Scalability: What is Kubernetes trying to achieve exactly?

Understanding the abstraction behind nodes and pods

8 min readSep 22, 2022

I’m sure you heard about it, but if you never used it, or you’re only starting, Kubernetes can be extremely robust and confusing. Of course that everything is in the eye of the beholder, but that’s how I felt when I first started, and I’m sure I’m not alone in this.

In my recent works, I’ve been focusing a lot on scalability. I’ve been trying to create a pixel-streaming solution, which is a fancy term for streaming-3d-cloud-applications. The objective is simple to describe: Running Unreal simulations on very powerful computers hosted on the cloud and streaming them in real-time to people’s personal device, thus removing the necessity to own expensive hardware. While implementation can vary, at its core it’s the same: every person who’s trying to get into an experience, should be provided with a dedicated instance.

Source: Unreal Engine 5 Pixel Streaming Overview

In this article, I’ll be walking through the architectural solution for the use case in question. Besides a few remarks, I will try to avoid using any Kubernetes terms, and you will NOT become a Kubernetes expert by the time you finish reading this article. My goal is to provide readers with the right context to approach APIs like Kubernetes much quicker, and potentially become experts.

With that in mind, let’s get started!

Visualizing the cloud

I always thought of Kubernetes as a client tool. While this is somewhat true, because it has a client component, I was actually looking at it from the other way around. Kubernetes was built as a framework for managing your resources, typically as a back-end service provider. I will explain.

Imagine you have a farm of computers, potentially thousands of them. The computers vary in capabilities and hardware — some have more cores than others, and some have more memory; but in the grand scheme, you have a ton of resources. Your goal is to rent these resources to different tenants — you want people to pay you for compute power, kind of like real estate where you rent empty spaces so people can do as they wish. But what if you only own 4 bedroom apartments, and most tenants are interested in a single bedroom? Of course, you will rent a single bedroom to each tenant, and let them share an apartment. That’s what Kubernetes does, only with computers.

Kubernetes is a suite of tools that implements orchestration over a network of computers. In other words — it’s a real estate manager for computers. Here are some of the use cases Kubernetes was designed to tackle:

Keeping track of all the resources — see what’s available, what’s not available, and what’s malfunctioning.
If a computer suddenly stops working, perhaps because of a short-circuit, look for an alternative to accommodate the tenants who were hosted on that computer.
Ensure that things are separated, so tenants don’t access resources that don’t belong to them.
Keep things secure, so unwanted guests don’t access tenants’ networks, similar to what a Firewall does.
Replicating tenant applications and splitting incoming traffic between multiple computers in an efficient manner, also known as “load balancing”.

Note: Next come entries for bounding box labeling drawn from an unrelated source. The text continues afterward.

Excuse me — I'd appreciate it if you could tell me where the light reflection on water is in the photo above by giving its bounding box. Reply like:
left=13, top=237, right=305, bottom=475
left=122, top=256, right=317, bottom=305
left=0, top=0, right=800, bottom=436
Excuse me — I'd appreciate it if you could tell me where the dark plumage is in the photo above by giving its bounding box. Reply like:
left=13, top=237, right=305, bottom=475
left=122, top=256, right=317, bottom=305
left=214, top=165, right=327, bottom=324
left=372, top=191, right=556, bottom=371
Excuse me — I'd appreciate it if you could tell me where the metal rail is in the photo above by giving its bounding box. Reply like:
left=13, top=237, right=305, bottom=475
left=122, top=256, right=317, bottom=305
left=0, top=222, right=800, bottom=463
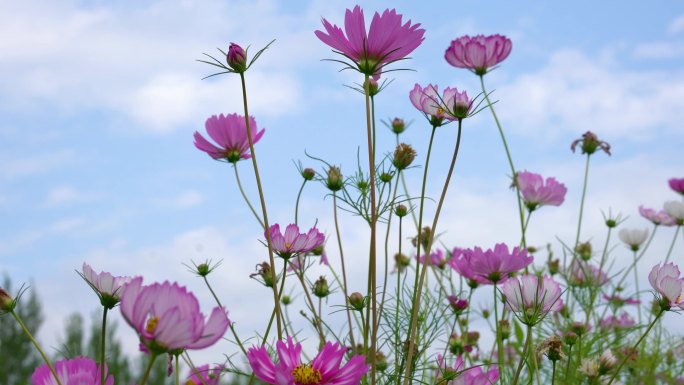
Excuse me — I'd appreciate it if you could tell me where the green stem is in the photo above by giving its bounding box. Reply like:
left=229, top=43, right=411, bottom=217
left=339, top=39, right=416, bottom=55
left=100, top=306, right=109, bottom=384
left=295, top=179, right=306, bottom=225
left=138, top=353, right=157, bottom=385
left=10, top=310, right=62, bottom=385
left=233, top=164, right=264, bottom=227
left=240, top=72, right=283, bottom=340
left=607, top=309, right=665, bottom=385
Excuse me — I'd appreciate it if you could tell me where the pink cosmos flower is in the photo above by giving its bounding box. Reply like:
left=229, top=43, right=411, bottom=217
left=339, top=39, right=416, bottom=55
left=667, top=178, right=684, bottom=195
left=184, top=365, right=225, bottom=385
left=195, top=114, right=265, bottom=163
left=79, top=262, right=131, bottom=309
left=247, top=337, right=369, bottom=385
left=648, top=262, right=684, bottom=310
left=121, top=277, right=230, bottom=353
left=31, top=357, right=114, bottom=385
left=515, top=171, right=568, bottom=211
left=437, top=354, right=499, bottom=385
left=449, top=243, right=534, bottom=285
left=444, top=34, right=513, bottom=75
left=269, top=224, right=325, bottom=259
left=501, top=274, right=563, bottom=325
left=639, top=205, right=675, bottom=226
left=315, top=5, right=425, bottom=79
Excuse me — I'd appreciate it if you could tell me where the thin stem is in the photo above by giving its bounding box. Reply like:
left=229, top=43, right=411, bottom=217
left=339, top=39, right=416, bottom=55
left=233, top=164, right=264, bottom=227
left=138, top=353, right=158, bottom=385
left=333, top=191, right=356, bottom=346
left=240, top=72, right=283, bottom=340
left=295, top=179, right=306, bottom=225
left=10, top=310, right=62, bottom=385
left=100, top=306, right=109, bottom=384
left=607, top=309, right=665, bottom=385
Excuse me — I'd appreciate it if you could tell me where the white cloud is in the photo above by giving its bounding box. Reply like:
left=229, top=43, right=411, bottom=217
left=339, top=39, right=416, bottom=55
left=495, top=50, right=684, bottom=141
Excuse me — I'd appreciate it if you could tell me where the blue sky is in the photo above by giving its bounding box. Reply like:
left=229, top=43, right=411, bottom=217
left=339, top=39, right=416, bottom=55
left=0, top=0, right=684, bottom=364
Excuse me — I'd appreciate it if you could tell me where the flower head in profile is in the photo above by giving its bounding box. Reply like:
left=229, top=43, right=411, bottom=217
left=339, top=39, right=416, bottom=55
left=31, top=357, right=114, bottom=385
left=184, top=365, right=225, bottom=385
left=501, top=274, right=563, bottom=326
left=449, top=243, right=534, bottom=285
left=570, top=131, right=610, bottom=155
left=515, top=171, right=568, bottom=211
left=78, top=262, right=131, bottom=309
left=195, top=114, right=265, bottom=163
left=269, top=224, right=325, bottom=259
left=247, top=337, right=369, bottom=385
left=639, top=205, right=675, bottom=226
left=444, top=34, right=513, bottom=76
left=667, top=178, right=684, bottom=195
left=648, top=262, right=684, bottom=310
left=121, top=277, right=230, bottom=353
left=618, top=229, right=648, bottom=251
left=315, top=5, right=425, bottom=79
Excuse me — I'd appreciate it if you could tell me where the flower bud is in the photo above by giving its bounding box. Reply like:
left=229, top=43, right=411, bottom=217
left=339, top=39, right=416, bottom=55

All of the above requires a system that can diligently keep track and manage everything. Kubernetes offers several components that when put together, can achieve the objective in question. Here are some of these components, that to my opinion, are conceptually easier to understand than others:

kube-apiserver — A REST API server that can be used by tenants to send application deployment requests to the cloud.
kubelet — An agent that’s installed on each and every computer and essentially makes it a part of the Kubernetes network. It is responsible for deploying tenant applications and running health-checks based on a set of instructions sent from the apiserver.
etcd — A key-value database that stores variables about the Kubernetes cloud, e.g., configurations, and the status of each computer and the applications that should be running in them. It is used for coordinating system-wide tasks. In other words — this is the source of truth of the cloud at any given point.

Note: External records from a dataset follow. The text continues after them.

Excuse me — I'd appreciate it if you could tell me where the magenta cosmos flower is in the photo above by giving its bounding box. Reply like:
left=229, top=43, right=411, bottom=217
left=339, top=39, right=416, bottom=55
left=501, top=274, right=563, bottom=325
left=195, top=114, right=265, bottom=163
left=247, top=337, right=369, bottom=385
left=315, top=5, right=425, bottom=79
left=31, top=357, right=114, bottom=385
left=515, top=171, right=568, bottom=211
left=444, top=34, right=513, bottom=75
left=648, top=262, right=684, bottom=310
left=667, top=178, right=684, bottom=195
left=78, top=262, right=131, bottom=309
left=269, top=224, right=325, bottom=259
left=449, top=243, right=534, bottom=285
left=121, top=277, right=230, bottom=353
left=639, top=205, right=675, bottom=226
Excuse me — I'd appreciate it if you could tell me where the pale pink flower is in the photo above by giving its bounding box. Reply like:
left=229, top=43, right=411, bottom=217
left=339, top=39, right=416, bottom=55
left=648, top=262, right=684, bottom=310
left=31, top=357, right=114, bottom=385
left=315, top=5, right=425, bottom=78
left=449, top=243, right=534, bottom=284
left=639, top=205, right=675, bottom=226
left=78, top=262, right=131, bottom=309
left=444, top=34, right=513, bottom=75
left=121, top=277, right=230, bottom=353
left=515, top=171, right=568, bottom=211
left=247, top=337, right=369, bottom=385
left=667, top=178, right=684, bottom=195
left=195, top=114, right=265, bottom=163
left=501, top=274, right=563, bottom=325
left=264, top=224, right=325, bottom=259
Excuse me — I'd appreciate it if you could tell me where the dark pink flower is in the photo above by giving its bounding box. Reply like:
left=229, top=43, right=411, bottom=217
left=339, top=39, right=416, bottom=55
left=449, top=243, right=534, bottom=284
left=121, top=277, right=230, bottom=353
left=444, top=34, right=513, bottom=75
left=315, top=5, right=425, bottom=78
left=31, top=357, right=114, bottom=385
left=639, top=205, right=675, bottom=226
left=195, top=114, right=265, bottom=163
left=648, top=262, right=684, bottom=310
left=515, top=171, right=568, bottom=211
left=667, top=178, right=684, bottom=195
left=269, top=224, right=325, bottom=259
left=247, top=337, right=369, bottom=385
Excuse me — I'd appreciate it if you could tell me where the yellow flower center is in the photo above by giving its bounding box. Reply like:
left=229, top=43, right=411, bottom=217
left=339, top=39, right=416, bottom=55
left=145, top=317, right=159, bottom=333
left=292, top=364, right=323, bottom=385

If you wish to dive into the full list of Kubernetes components, I present you the official diagram, which can be found in the official Kubernetes website:

The full list of Kubernetes components, from the official Kubernetes website

As you can see, the Kubernetes specification likes to use abstractions on top of things that we’re already familiar with. A cluster means a farm, or a pool, and a node means a computer, or a machine. At some point in history, a node was even called a minion (as discussed in this GitHub issue from 2014). To me, names are one of the most confusing things about Kubernetes, because there’s lots of them, and they don’t necessarily mean much. But once I understood that Kubernetes is nothing more than a framework for managing a pool of resources — things clicked much quicker. For reference, you’re welcome to have a look in this dictionary that has a full list of Kubernetes terms and their definitions.

Storage is a whole different problem

Similar to a Kubernetes network of computers, when it comes to storage, there’s a network of hard-drives, and there are different strategies to use them. Before I elaborate, let’s think of some edge cases when it comes to storage:

A tenant would like to upload a game that’s 120 GB in size, but there are only hard-drives with 100 GB available at most.
One of the hard-drives stopped working, and it may have included important files that are mission-critical to some tenants.
Extending / removing / replacing hard-drives without interrupting day-to-day operations by tenants.
All of the above, while sharing storage between computers and maintaining the right read / write access.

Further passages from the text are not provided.